To date, biofuels and biochemicals have been primarily produced through microorganism fermentation of glucose obtained by hydrolyzing corn starch or wheat, or sucrose included in sugar cane. However, as crop costs continue to increase and use of food resources in production of biofuels and biochemicals is being raised as a moral issue, attempts have been actively made, on a global scale, to efficiently produce biofuels and biochemicals by using, as a feedstock, lignocellulosic biomass since it is an abundant non-food biological resource that is readily available across the world.
Lignocellulosic biomass may be largely divided into a woody biomass and a grassy biomass, and contains cellulose, hemicellulose, and lignin as major components.
After lignocellulosic biomass is removed through physical and chemical pre-processing using an acid, a base, or a vapor, the pre-processed lignocellulosic biomass is hydrolyzed by a hydrolase so that cellulose is converted to hexose including glucose, and hemicellulose is converted to pentose including xylose and arabinose, as well as hexose. It is known that most microorganisms are capable of utilizing hexose, in particular, glucose as a carbon source and an energy source during fermentation, however, some microorganisms are incapable of utilizing pentose as a carbon source and an energy source.

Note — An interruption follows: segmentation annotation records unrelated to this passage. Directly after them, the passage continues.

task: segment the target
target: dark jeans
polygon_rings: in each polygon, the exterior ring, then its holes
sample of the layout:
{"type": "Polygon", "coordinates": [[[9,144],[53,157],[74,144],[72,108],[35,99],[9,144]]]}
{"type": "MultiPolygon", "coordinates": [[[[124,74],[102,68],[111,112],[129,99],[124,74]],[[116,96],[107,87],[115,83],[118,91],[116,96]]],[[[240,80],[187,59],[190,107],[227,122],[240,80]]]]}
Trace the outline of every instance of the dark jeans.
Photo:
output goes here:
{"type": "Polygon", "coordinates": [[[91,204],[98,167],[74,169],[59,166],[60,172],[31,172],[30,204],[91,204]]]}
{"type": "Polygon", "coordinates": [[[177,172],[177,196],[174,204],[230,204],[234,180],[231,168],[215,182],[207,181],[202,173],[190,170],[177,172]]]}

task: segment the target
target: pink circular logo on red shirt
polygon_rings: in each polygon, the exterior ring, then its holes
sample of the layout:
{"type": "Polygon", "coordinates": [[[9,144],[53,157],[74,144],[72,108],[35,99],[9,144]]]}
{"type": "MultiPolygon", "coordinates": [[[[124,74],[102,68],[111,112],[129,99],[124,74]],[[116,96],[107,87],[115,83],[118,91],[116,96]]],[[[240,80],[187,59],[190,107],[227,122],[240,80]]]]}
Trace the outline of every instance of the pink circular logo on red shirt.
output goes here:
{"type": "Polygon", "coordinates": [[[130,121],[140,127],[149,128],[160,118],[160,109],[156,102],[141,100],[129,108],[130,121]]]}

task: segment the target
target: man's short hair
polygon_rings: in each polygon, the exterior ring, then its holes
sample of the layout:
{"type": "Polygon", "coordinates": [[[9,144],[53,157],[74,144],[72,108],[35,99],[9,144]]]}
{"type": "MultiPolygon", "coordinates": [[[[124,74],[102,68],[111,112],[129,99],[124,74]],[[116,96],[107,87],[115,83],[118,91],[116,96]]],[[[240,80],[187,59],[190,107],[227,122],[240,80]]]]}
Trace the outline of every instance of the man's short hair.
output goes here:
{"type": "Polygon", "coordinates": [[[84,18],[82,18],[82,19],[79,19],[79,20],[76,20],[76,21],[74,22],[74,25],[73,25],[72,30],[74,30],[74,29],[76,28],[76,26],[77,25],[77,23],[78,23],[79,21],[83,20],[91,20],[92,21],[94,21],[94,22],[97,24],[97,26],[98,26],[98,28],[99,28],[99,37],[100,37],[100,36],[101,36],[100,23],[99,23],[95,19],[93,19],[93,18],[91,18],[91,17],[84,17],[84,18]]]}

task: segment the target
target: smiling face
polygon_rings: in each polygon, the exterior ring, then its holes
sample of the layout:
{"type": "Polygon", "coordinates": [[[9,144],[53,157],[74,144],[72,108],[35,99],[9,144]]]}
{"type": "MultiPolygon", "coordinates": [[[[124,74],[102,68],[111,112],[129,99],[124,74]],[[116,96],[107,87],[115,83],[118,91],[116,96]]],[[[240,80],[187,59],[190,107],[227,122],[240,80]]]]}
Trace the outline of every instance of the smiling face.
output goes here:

Accordingly, when producing biofuels and biochemicals through fermentation of a microorganism either incapability of or having a remarkably low capability of utilizing pentose, it is impossible to use pentose that is about 35% of the total sugar derived from lignocellulosic biomass. As a result, a subsequent increase of the feedstock cost would make it difficult to ensure the economical efficiency. Also, due to pentose being present in the wastewater produced after fermentation leading to a rapid increase in the chemical oxygen demand and biological oxygen demand, a separate process for treating the wastewater is required.
Accordingly, there is a need for development of a method for preparing biofuels and biochemicals in an economical and environmentally friendly manner while making efficient use of pentose and hexose derived from lignocellulosic biomass.